Le calendrier judiciaire du Sénégal s’annonce chargé avec l’ouverture, le 22 juillet, du procès de Aïssatou Sophie Gladima. L’ancienne ministre des Mines et de la Géologie sous Macky Sall, placée sous mandat de dépôt depuis plusieurs mois, comparaîtra devant la Haute Cour de Justice. Cette juridiction d’exception, réservée aux membres du gouvernement poursuivis pour des faits liés à leurs fonctions, marque une étape cruciale dans la vague de reddition des comptes initiée par les nouvelles autorités dakaroises.
Une instance judiciaire exceptionnelle au cœur de l’histoire sénégalaise
La Haute Cour de Justice occupe une place unique dans le paysage institutionnel du pays. Composée de députés élus par leurs pairs, elle est la seule compétente pour juger les ministres accusés de crimes ou délits commis dans l’exercice de leurs missions. Son usage reste exceptionnel : depuis l’indépendance, seuls quelques dossiers y ont abouti, ce qui confère à chaque procès une dimension politique bien au-delà du cadre judiciaire classique.
Le dossier de Sophie Gladima s’inscrit dans cette tradition rare mais significative. Transmis par l’Assemblée nationale après un vote validant sa mise en accusation, le dossier a suivi son cours jusqu’au renvoi devant la formation de jugement. Les débats promettent d’être scrutés de près, notamment par les acteurs du secteur extractif, le secteur minier représentant un pilier stratégique de l’économie sénégalaise.
Une politique de transparence judiciaire mise en œuvre depuis 2024
Depuis l’élection de Bassirou Diomaye Faye et la nomination d’Ousmane Sonko au poste de Premier ministre, le gouvernement a fait de la lutte contre les détournements présumés une priorité. Plusieurs anciens ministres, directeurs généraux et responsables administratifs ont été convoqués, placés en garde à vue ou incarcérés. Le procès de Sophie Gladima s’inscrit dans cette dynamique, aux côtés d’autres affaires instruites par le pôle judiciaire financier ou la Haute Cour, selon le statut des accusés.
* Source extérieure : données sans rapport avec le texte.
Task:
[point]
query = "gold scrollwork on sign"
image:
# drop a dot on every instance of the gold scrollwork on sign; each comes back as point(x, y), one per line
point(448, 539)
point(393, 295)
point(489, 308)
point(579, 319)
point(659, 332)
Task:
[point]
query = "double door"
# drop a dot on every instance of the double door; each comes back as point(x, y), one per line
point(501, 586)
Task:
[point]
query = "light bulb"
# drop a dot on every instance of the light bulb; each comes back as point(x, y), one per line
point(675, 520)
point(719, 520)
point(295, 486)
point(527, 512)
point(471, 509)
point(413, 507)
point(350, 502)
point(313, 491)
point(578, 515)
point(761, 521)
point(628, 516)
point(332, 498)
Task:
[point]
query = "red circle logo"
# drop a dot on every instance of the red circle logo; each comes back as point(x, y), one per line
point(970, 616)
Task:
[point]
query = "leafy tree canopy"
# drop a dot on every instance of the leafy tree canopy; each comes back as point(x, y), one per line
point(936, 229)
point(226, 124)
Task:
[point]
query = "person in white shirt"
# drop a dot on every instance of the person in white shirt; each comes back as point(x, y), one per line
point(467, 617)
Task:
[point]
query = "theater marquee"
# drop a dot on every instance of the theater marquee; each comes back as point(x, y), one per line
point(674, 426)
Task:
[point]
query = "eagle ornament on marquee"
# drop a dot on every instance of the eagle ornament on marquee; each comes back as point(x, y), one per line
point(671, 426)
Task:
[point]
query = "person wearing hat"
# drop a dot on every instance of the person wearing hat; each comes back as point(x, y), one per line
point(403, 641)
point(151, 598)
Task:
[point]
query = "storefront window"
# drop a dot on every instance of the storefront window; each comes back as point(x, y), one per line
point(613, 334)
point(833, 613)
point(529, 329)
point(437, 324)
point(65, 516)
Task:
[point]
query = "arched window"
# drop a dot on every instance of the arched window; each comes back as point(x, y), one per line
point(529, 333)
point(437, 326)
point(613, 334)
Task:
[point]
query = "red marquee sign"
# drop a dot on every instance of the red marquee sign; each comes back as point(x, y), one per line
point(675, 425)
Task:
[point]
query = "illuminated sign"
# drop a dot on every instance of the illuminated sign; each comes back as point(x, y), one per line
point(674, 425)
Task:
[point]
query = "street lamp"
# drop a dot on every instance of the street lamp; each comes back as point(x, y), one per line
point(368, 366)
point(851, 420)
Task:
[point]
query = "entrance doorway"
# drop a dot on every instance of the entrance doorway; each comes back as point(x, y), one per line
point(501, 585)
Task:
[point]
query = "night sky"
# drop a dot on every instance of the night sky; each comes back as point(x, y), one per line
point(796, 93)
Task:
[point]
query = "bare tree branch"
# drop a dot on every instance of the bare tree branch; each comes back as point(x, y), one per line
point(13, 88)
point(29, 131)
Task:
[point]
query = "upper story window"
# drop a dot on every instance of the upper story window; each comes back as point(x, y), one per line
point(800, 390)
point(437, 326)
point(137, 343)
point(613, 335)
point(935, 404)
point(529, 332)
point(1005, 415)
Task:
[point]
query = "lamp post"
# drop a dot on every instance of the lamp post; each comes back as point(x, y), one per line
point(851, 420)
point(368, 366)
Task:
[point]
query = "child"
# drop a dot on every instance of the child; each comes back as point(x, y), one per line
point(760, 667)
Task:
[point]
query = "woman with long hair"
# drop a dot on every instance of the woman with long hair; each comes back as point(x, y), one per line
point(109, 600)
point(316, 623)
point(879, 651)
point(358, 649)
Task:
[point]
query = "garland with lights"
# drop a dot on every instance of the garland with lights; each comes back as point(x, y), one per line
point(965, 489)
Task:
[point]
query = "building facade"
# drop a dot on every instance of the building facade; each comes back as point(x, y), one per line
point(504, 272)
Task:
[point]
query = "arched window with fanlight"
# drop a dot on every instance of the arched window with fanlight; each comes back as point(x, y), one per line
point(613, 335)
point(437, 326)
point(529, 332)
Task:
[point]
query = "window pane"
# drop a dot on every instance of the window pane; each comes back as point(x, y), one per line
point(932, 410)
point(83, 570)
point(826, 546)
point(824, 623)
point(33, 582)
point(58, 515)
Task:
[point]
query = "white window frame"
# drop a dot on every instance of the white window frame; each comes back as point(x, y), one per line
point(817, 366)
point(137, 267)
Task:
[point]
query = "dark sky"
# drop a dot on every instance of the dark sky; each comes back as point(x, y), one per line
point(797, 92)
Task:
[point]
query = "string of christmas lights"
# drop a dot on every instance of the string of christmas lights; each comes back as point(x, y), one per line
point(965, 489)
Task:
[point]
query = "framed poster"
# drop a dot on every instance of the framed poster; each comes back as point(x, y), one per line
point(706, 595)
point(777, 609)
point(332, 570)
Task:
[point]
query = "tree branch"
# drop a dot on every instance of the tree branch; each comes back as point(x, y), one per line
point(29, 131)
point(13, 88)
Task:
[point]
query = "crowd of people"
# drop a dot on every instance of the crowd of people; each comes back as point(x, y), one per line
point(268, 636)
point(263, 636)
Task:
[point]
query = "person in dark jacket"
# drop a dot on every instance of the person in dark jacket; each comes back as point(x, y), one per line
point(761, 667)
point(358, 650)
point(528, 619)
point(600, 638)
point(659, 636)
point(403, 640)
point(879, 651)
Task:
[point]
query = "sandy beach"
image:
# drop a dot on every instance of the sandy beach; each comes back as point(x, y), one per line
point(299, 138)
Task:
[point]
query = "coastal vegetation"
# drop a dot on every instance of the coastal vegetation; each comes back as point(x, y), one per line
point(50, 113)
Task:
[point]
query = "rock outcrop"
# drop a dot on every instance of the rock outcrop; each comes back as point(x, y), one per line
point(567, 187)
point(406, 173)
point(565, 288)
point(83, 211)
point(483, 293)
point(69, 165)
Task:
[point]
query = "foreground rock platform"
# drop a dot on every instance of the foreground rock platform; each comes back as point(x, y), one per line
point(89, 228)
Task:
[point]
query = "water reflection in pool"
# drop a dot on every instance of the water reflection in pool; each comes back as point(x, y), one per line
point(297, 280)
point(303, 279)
Entre 2019 et 2022, l’ancienne ministre a piloté le secteur des Mines et de la Géologie, une période marquée par le développement de la filière aurifère et les premiers pas de l’exploitation des hydrocarbures. Les enquêtes portent notamment sur la gestion des fonds publics et les décisions administratives prises durant son mandat. À ce stade, la présomption d’innocence s’applique, et la défense n’a pas encore dévoilé sa stratégie pour les audiences.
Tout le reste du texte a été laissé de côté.